Distribution Functions

The distribution functions are PERCENT_RANK and CUME_DIST.

PERCENT_RANK is the percentile ranking of the number of a row between 0 and 1. The formula is

(RANK - 1)/(Total number of rows in partition -1) 

CUME_DIST is the cumulative distribution of a value within a group of values. Formula is

(Number of rows <= Current rows value)/(Total Number of Rows in partition) 

To get the desired result for percent rank and CUME_DIST functions, you need to apply the order by clause inside the over clause for that field that you would like evaluated.

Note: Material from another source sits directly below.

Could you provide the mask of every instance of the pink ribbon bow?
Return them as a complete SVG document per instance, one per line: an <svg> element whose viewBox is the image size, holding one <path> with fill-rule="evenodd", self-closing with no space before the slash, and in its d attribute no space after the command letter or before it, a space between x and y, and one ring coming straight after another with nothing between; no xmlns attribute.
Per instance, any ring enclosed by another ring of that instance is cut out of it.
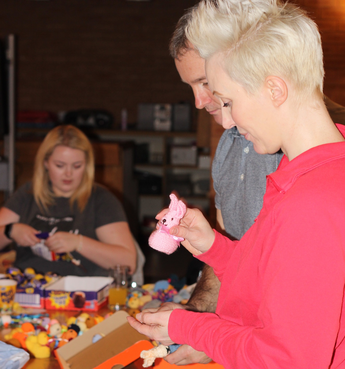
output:
<svg viewBox="0 0 345 369"><path fill-rule="evenodd" d="M173 238L176 242L177 242L178 244L180 246L180 243L181 241L184 241L184 238L182 238L182 237L177 237L176 236L174 236L172 234L170 234L169 233L169 230L170 229L170 228L168 228L166 225L164 225L164 224L162 224L161 223L158 222L157 223L157 225L156 226L156 228L158 230L158 231L160 232L163 232L163 233L166 233L167 234L169 235L169 236L171 238Z"/></svg>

If you're using Oracle SQL, the order by clause is mandatory, and the omission of an order by clause will result in the query failure. 

select name, population, 

percent_rank() over (order by population),

cume_dist() over (order by population)

from eba_countries;

 

select name, population, region_id,

percent_rank() over (partition by region_id order by population),

cume_dist() over (partition by region_id order by population)

from eba_countries;

 

Scenarios 1

Find the population difference between the countries in the current row VS the country with the highest population.

select name, population, max(population) over()

from eba_countries;

 

select name, population, 

max(population) over(),

population - max(population) over() as diff_from_max_pop

from eba_countries;

 

Scenario 2 

Arrange the countries in order of population from largest to smallest and find the difference between the population of the current rows country and the country immediately following it. 

select name, population, 

lead(population, 1) over (order by population desc),

population - lead(population, 1) over(order by population desc) as variance

from eba_countries;

So, now we can see that the population of China is approximately 670 million more than the population. And the population of India is approximately 1 billion more than the population of the USA. 

 

Scenario 3

Flag all countries that are in the top 10 percentile for their region in terms of population.

select name, population, region_id,

percent_rank() over(partition by region_id order by population desc),

case when

    percent_rank() over(partition by region_id order by population desc) <= 0.1 then 1

    else 0

end as top_10_percentile

from eba_countries;

 

Scenario 4

Order the countries by population in ascending order and create a running total field for the population. 

select name, population, 

sum(population) over (order by population asc rows unbounded preceding) as running_total_population

from eba_countries;

 

Scenario5

For each customer rank their orders from highest to lowest in terms of order total using Analytical Functions (use RANK())

 

select order_id, customer_id, order_total,

rank() over(partition by customer_id order by order_total desc)

from v_orders;

 

Scenario 6

Using Analytical Functions find the difference between the order total for each order_id and the order_id with the maximum order total for that month/year

SELECT

ORDER_ID,

TO_CHAR(ORDER_DATETIME,'MM-YY') AS MONTH_YEAR,

ORDER_TOTAL,

ORDER_TOTAL - MAX(ORDER_TOTAL) OVER(PARTITION BY TO_CHAR(ORDER_DATETIME,'MM-YY')) AS DIFF_FROM_MAX

FROM

V_ORDERS;

 

 

Frequently Asked Questions

What are SQL window functions?

Window functions (also called analytical functions) perform calculations across a set of table rows related to the current row using the OVER() clause, allowing you to compute running totals, rankings, and row-by-row comparisons without collapsing the result into groups.

What is the difference between RANK and DENSE_RANK in SQL?

RANK assigns the same rank to tied rows but skips subsequent rank numbers (e.g., 1, 2, 2, 4), while DENSE_RANK also gives tied rows the same rank but does not skip numbers (e.g., 1, 2, 2, 3), making DENSE_RANK better for contiguous rankings.